Татьяна Эдуардовна держалась демократично, но с достоинством.

— Как здоровье вашего супруга? — с тревогой осведомился Василий.

— Здоров, благодарю вас, — успокоила его Ценз.

— Такое потрясение, но он мужественный человек, — с чувством сказал Василий.

— О, да, — согласилась Ценз. — Он держится молодцом.

— Вы не связываете покушение на него с убийством Григорчук?

— Я совсем не разбираюсь в этих делах, — скромно потупилась Ценз. — Мне трудно судить.

— У Григорчук могли быть общие дела с вашим мужем?
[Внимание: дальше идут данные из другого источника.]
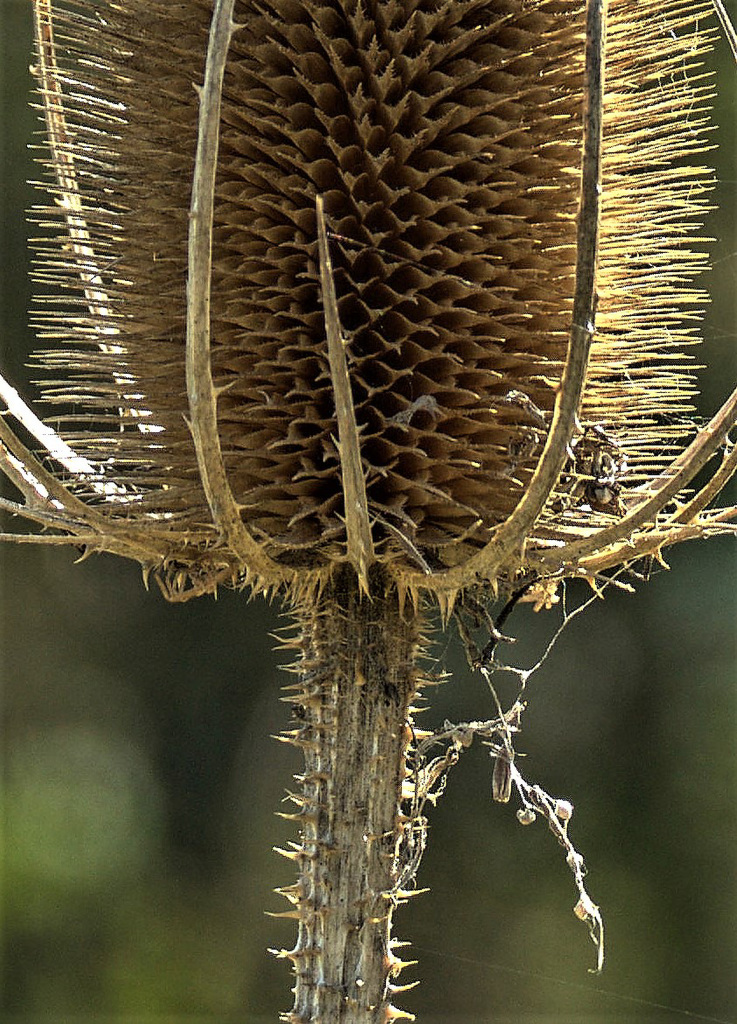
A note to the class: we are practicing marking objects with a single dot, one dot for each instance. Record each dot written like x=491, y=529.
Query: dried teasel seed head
x=444, y=142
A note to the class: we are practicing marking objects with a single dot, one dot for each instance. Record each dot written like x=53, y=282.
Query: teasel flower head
x=319, y=273
x=359, y=302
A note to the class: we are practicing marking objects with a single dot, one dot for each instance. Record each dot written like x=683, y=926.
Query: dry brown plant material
x=369, y=305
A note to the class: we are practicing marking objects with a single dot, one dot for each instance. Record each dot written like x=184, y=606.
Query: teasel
x=369, y=306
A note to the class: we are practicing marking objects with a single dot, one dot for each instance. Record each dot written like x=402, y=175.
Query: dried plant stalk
x=394, y=304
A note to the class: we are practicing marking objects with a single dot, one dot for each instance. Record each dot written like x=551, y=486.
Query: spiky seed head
x=444, y=138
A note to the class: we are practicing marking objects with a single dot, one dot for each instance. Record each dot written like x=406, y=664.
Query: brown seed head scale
x=444, y=141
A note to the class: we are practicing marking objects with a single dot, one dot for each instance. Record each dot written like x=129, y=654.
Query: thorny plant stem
x=352, y=706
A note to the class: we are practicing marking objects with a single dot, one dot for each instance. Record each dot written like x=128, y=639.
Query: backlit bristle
x=444, y=138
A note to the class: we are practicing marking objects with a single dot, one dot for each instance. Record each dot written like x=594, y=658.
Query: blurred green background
x=140, y=780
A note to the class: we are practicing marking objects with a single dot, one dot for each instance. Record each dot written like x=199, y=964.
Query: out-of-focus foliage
x=139, y=781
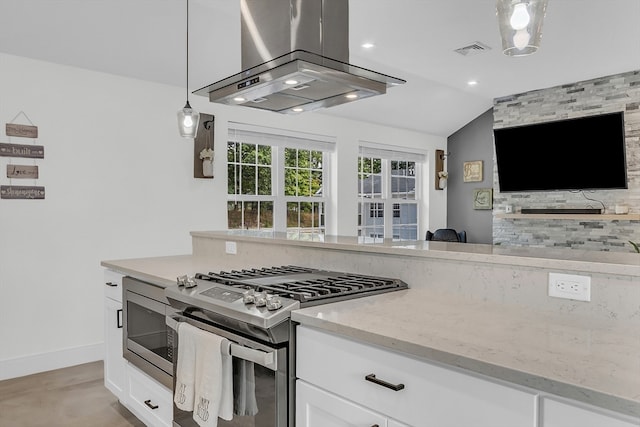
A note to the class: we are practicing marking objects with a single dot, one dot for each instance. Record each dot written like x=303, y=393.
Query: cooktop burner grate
x=306, y=285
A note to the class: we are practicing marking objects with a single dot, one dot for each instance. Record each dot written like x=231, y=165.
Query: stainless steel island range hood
x=295, y=57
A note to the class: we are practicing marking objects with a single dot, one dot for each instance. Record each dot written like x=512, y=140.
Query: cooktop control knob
x=274, y=303
x=249, y=297
x=261, y=299
x=186, y=281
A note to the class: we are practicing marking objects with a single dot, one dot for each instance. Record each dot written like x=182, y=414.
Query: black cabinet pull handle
x=395, y=387
x=150, y=405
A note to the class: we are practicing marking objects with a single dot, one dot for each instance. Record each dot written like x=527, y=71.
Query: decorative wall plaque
x=472, y=171
x=22, y=172
x=21, y=192
x=483, y=198
x=24, y=131
x=19, y=150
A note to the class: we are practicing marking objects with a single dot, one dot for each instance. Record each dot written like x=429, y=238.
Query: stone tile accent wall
x=620, y=92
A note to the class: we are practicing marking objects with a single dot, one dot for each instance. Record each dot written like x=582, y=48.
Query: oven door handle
x=267, y=359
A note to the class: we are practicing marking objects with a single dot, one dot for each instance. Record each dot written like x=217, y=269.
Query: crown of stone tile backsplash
x=620, y=92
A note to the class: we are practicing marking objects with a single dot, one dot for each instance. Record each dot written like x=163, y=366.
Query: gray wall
x=470, y=143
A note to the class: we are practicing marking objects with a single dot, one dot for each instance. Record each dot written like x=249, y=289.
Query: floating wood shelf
x=587, y=217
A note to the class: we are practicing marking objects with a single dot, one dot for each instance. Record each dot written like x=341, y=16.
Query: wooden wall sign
x=18, y=150
x=21, y=192
x=23, y=131
x=22, y=172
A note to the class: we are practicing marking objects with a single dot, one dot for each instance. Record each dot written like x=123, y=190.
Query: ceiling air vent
x=472, y=49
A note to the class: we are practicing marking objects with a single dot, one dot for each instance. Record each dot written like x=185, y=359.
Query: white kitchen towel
x=213, y=380
x=244, y=388
x=204, y=377
x=186, y=367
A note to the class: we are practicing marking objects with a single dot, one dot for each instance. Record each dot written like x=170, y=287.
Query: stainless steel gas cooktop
x=264, y=297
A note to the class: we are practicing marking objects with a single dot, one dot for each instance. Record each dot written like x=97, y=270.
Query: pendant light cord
x=187, y=50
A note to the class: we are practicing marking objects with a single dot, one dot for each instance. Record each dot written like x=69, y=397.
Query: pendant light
x=188, y=118
x=520, y=23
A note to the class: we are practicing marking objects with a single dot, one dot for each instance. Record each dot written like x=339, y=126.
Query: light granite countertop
x=595, y=363
x=620, y=263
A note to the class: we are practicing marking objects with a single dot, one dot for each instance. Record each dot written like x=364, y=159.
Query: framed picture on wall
x=472, y=171
x=483, y=198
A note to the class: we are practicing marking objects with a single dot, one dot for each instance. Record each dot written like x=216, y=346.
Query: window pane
x=405, y=232
x=293, y=214
x=234, y=215
x=290, y=157
x=249, y=153
x=231, y=152
x=264, y=180
x=316, y=183
x=407, y=213
x=290, y=182
x=304, y=158
x=370, y=177
x=248, y=183
x=316, y=159
x=306, y=215
x=264, y=155
x=266, y=214
x=233, y=181
x=250, y=215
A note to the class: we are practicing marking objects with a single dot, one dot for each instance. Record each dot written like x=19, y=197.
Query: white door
x=394, y=423
x=114, y=363
x=559, y=414
x=317, y=408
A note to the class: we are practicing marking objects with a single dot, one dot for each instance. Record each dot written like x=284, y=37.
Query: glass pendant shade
x=520, y=23
x=188, y=119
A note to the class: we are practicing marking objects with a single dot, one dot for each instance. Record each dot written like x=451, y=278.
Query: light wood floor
x=69, y=397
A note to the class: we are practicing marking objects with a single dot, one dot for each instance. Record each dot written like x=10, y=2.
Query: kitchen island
x=478, y=308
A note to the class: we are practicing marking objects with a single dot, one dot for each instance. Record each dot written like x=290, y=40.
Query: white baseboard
x=33, y=364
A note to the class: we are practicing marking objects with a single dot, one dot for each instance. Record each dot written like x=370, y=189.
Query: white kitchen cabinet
x=114, y=364
x=149, y=400
x=405, y=389
x=556, y=413
x=317, y=408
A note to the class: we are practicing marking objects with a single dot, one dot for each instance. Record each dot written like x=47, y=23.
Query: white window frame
x=388, y=154
x=279, y=140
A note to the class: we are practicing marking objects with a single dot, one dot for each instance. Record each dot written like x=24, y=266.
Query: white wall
x=119, y=184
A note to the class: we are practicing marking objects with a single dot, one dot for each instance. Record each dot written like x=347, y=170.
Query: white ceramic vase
x=207, y=167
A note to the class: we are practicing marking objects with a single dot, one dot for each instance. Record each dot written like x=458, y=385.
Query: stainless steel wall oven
x=252, y=309
x=147, y=340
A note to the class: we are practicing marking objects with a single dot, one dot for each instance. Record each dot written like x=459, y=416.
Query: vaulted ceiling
x=414, y=40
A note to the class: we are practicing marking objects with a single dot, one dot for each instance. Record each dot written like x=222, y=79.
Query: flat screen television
x=586, y=153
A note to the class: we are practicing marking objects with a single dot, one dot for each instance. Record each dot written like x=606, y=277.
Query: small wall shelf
x=601, y=217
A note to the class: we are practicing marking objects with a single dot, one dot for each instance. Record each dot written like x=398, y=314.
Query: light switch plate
x=570, y=286
x=230, y=248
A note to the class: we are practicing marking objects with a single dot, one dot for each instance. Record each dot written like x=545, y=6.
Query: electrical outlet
x=230, y=248
x=570, y=286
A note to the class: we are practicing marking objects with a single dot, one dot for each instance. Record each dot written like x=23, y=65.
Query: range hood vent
x=295, y=57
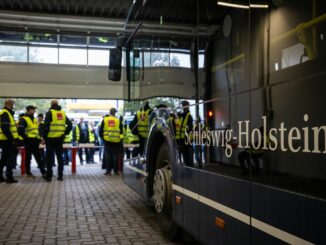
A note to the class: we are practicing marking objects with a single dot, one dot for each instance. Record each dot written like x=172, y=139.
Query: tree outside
x=42, y=105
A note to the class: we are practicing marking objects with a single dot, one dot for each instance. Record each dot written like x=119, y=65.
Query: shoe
x=11, y=180
x=30, y=175
x=2, y=179
x=47, y=178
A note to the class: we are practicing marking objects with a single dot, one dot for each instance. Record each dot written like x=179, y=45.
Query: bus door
x=223, y=186
x=288, y=118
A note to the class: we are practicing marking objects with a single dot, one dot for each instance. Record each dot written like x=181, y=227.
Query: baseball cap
x=30, y=107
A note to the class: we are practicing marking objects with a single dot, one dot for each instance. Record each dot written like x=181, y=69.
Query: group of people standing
x=57, y=129
x=53, y=131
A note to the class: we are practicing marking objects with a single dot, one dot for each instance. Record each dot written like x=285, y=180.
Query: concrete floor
x=86, y=208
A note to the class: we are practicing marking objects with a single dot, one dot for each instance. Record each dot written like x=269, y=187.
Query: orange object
x=219, y=222
x=23, y=159
x=73, y=159
x=178, y=200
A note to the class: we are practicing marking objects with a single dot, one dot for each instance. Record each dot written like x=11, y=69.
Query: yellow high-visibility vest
x=129, y=136
x=111, y=129
x=178, y=122
x=13, y=127
x=184, y=124
x=31, y=130
x=68, y=138
x=142, y=117
x=58, y=124
x=91, y=135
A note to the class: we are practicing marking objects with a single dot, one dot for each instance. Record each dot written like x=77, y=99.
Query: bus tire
x=162, y=187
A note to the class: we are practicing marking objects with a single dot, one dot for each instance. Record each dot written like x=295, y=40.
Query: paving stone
x=86, y=208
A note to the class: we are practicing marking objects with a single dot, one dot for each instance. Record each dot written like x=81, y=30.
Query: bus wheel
x=162, y=189
x=162, y=195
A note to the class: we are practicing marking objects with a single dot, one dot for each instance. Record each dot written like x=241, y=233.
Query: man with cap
x=186, y=125
x=56, y=126
x=139, y=125
x=28, y=130
x=8, y=141
x=111, y=132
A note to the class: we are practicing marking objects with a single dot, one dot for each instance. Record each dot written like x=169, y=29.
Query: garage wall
x=57, y=81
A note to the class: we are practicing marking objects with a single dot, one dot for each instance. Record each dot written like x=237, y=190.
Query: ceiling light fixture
x=242, y=6
x=232, y=5
x=262, y=6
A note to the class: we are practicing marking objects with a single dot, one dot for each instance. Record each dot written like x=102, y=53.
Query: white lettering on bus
x=283, y=138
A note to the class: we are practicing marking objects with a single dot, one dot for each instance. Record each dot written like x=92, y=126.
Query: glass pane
x=12, y=37
x=43, y=38
x=98, y=57
x=201, y=58
x=159, y=59
x=72, y=56
x=180, y=60
x=105, y=42
x=13, y=53
x=73, y=40
x=43, y=55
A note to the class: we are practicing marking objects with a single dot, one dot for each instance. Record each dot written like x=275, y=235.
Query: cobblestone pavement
x=88, y=208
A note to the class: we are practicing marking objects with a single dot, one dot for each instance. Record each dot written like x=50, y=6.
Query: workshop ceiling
x=174, y=11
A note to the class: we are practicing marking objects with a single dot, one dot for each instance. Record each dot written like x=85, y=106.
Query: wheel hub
x=162, y=189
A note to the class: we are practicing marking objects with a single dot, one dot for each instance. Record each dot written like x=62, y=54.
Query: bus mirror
x=115, y=64
x=135, y=67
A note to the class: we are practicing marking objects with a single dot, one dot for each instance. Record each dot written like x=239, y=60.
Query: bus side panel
x=231, y=193
x=299, y=215
x=259, y=237
x=190, y=204
x=133, y=179
x=178, y=172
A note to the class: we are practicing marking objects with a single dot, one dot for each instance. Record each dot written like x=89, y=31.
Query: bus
x=258, y=69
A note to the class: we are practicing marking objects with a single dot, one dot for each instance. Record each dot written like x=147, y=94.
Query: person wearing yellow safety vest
x=186, y=125
x=177, y=123
x=139, y=125
x=40, y=121
x=198, y=128
x=66, y=152
x=112, y=134
x=245, y=156
x=81, y=135
x=93, y=139
x=8, y=141
x=57, y=125
x=28, y=130
x=130, y=138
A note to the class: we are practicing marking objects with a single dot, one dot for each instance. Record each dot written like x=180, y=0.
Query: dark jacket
x=22, y=126
x=101, y=128
x=189, y=122
x=5, y=124
x=83, y=134
x=133, y=124
x=48, y=120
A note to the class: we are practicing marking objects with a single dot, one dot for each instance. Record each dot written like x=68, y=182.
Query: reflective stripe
x=91, y=136
x=142, y=117
x=58, y=124
x=178, y=122
x=260, y=225
x=12, y=128
x=68, y=138
x=31, y=129
x=184, y=124
x=111, y=129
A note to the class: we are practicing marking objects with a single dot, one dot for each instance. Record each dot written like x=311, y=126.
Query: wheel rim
x=162, y=189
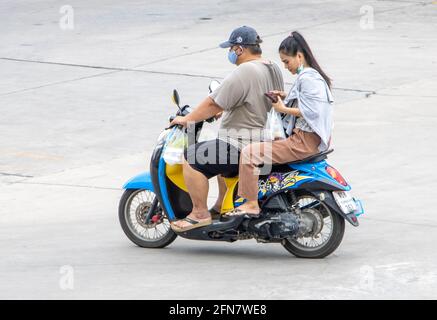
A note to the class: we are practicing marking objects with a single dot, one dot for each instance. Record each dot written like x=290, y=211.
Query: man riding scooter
x=241, y=99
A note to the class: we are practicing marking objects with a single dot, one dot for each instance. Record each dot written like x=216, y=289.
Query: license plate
x=345, y=201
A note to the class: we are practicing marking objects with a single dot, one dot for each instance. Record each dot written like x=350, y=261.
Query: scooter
x=304, y=204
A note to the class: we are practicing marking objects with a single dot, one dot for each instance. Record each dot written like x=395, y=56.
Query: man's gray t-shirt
x=241, y=96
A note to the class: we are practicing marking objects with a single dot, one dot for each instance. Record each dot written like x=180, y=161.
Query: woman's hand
x=281, y=94
x=279, y=106
x=183, y=121
x=218, y=115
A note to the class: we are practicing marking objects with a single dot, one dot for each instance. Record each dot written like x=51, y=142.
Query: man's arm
x=205, y=110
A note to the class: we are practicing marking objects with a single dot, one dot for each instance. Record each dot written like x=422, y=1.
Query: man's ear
x=241, y=51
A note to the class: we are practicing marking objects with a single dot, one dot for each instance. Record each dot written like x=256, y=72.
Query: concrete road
x=85, y=90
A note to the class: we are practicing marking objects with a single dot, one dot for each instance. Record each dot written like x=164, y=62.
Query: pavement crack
x=15, y=175
x=66, y=185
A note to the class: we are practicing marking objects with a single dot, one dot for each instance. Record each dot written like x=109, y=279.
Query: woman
x=308, y=121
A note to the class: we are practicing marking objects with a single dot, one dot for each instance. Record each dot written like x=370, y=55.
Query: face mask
x=232, y=57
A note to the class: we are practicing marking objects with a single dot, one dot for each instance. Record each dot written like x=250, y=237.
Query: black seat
x=311, y=159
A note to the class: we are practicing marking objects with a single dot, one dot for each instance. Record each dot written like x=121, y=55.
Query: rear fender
x=328, y=199
x=141, y=181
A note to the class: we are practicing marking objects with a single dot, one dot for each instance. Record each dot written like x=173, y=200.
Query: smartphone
x=271, y=96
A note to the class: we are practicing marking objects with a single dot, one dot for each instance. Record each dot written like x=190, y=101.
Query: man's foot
x=215, y=212
x=191, y=222
x=248, y=208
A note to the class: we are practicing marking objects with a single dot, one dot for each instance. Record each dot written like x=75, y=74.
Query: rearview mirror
x=213, y=85
x=175, y=97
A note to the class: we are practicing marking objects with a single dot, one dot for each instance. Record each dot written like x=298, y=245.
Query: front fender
x=141, y=181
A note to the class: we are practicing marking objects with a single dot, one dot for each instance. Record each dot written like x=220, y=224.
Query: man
x=241, y=99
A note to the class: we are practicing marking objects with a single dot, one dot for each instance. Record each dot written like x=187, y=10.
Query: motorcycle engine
x=274, y=226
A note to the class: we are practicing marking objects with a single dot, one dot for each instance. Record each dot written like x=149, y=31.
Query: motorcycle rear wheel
x=302, y=249
x=133, y=207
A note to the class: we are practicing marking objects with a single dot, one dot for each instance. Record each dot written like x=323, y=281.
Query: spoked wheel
x=322, y=232
x=144, y=228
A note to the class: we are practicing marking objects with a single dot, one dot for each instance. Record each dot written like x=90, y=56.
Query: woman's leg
x=299, y=146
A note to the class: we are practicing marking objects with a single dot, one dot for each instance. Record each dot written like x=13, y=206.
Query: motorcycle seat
x=311, y=159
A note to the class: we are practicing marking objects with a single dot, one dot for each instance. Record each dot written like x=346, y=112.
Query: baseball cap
x=243, y=35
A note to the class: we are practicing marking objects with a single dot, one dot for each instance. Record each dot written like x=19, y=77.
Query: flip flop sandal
x=238, y=212
x=214, y=213
x=193, y=224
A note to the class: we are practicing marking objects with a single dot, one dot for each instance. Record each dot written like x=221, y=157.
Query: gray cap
x=241, y=36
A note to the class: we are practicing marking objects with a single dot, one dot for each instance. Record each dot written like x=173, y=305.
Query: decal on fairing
x=278, y=181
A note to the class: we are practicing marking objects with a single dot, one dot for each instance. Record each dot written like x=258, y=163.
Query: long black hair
x=294, y=43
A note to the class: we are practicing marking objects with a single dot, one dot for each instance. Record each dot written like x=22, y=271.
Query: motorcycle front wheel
x=133, y=210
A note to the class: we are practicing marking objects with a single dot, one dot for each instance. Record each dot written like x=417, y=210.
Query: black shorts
x=214, y=157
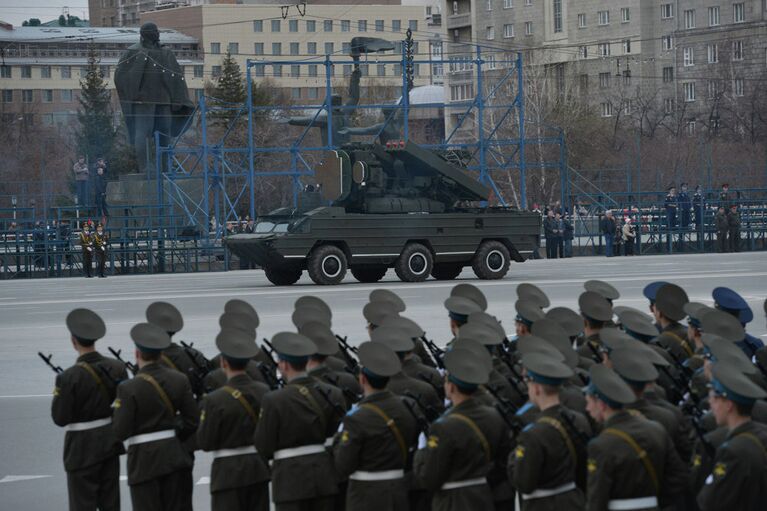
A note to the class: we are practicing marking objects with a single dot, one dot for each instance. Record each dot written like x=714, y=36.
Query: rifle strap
x=160, y=391
x=236, y=394
x=478, y=432
x=640, y=452
x=391, y=425
x=97, y=378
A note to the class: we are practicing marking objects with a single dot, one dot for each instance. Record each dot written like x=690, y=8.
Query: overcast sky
x=16, y=11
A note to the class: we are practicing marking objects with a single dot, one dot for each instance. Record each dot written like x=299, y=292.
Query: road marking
x=13, y=479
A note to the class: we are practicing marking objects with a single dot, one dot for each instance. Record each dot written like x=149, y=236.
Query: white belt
x=453, y=485
x=304, y=450
x=83, y=426
x=628, y=504
x=150, y=437
x=235, y=451
x=381, y=475
x=549, y=492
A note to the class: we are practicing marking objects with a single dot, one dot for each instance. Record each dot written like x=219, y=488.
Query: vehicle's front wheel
x=414, y=263
x=283, y=275
x=369, y=274
x=327, y=265
x=491, y=261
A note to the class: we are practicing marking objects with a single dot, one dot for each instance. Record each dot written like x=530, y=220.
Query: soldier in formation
x=608, y=408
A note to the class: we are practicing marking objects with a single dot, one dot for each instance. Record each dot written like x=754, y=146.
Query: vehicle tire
x=369, y=274
x=283, y=275
x=327, y=265
x=414, y=263
x=491, y=261
x=446, y=271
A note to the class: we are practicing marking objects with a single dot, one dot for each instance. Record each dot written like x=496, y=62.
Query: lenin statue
x=153, y=95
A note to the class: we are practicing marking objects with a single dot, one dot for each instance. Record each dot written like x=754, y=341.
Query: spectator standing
x=607, y=226
x=629, y=236
x=82, y=174
x=733, y=224
x=722, y=227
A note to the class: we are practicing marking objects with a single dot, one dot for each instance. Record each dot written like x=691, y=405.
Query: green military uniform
x=739, y=476
x=374, y=445
x=632, y=463
x=81, y=405
x=239, y=477
x=153, y=414
x=465, y=444
x=294, y=425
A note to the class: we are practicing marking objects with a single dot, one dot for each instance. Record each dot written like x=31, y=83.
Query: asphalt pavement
x=32, y=314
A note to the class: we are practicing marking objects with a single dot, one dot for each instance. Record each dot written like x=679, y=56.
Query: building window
x=713, y=16
x=557, y=16
x=737, y=50
x=713, y=53
x=689, y=18
x=739, y=12
x=689, y=56
x=689, y=91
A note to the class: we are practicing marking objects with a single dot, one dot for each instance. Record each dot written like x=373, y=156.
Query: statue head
x=150, y=33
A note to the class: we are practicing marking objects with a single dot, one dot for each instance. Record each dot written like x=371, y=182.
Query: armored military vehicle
x=395, y=206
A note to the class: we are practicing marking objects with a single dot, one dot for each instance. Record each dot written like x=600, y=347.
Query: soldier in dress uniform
x=547, y=466
x=239, y=477
x=100, y=244
x=632, y=463
x=374, y=445
x=81, y=405
x=154, y=413
x=739, y=477
x=294, y=424
x=465, y=444
x=86, y=244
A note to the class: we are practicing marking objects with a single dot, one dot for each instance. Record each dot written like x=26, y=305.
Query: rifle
x=131, y=367
x=49, y=363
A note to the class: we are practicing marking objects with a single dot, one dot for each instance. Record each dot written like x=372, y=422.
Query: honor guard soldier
x=632, y=463
x=81, y=405
x=374, y=445
x=465, y=443
x=153, y=414
x=294, y=423
x=239, y=477
x=548, y=464
x=739, y=477
x=100, y=245
x=86, y=243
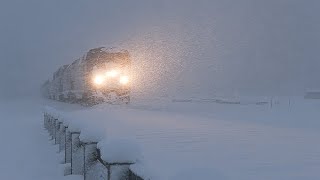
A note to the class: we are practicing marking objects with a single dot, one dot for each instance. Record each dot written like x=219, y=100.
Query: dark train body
x=101, y=75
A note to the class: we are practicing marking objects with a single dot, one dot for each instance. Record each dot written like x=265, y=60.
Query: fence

— Не думаю. Впрочем, об этом лучше спросить у него самого.

— Вы хорошо знали покойную?

— Нет, шапочное знакомство. Но все равно очень жаль. Я хорошо знаю ее начальницу — Элеонору Симкину.

— Да? — оживился Василий. — И что скажете?

— Редкой души человек! — с жаром заверила Ценз.

— Говорят, у них были разногласия.

— Возможно. Насколько мне известно, Григорчук была конфликтным человеком.

— Да, говорят. Как вы думаете, Татьяна Эдуардовна, кто из участников семинара в «Роще» мог убить Григорчук?

— Из тех, кого я знаю, — никто. Я говорю так не потому, что не хочу подставлять своих близких знакомых и приятелей. Я действительно так думаю. И еще — я считаю, что ни у кого из них не было причин ее убивать. Разногласия? Да, могли быть. Конфликты — тоже. Но не такие, чтобы лишить человека жизни.

— Но вы же можете не знать истинных мотивов…

— Конечно. — Татьяна Эдуардовна кивнула. — Но вы же спрашиваете мое мнение. Я считаю, что никто убить не мог.

— По мне, — мечтательно закатил глаза Василий, — там было немало подозрительных личностей. И даже в высшей степени подозрительных.

— Да? — Ценз внимательно посмотрела на Коновалова. — И кто же?

— Например, один расфуфыренный тип, предпочитающий нормальной человеческой одежде пижаму и клоунские прибамбасы.

Ценз расхохоталась:

— Вы Сашу имеете в виду? Так у него такой имидж.

— Не знаю, какой там у него имидж, он мне не показывал, но одевается он плохо, — покачал головой Василий. — Солидный человек не стал бы так позориться.

— Он так демонстрирует свою независимость и внутреннюю свободу, — терпеливо пояснила Ценз. — Я готова согласиться, что порой его внешний вид излишне вызывающ и даже может кого-то… сильно удивить. Но закон не запрещает так одеваться, ведь правда?

— А зря! — с чувством выдохнул Василий. — Впрочем, мы отвлеклись. Извините за вопрос, но не было ли у вас с покойной Григорчук неприязненных отношений?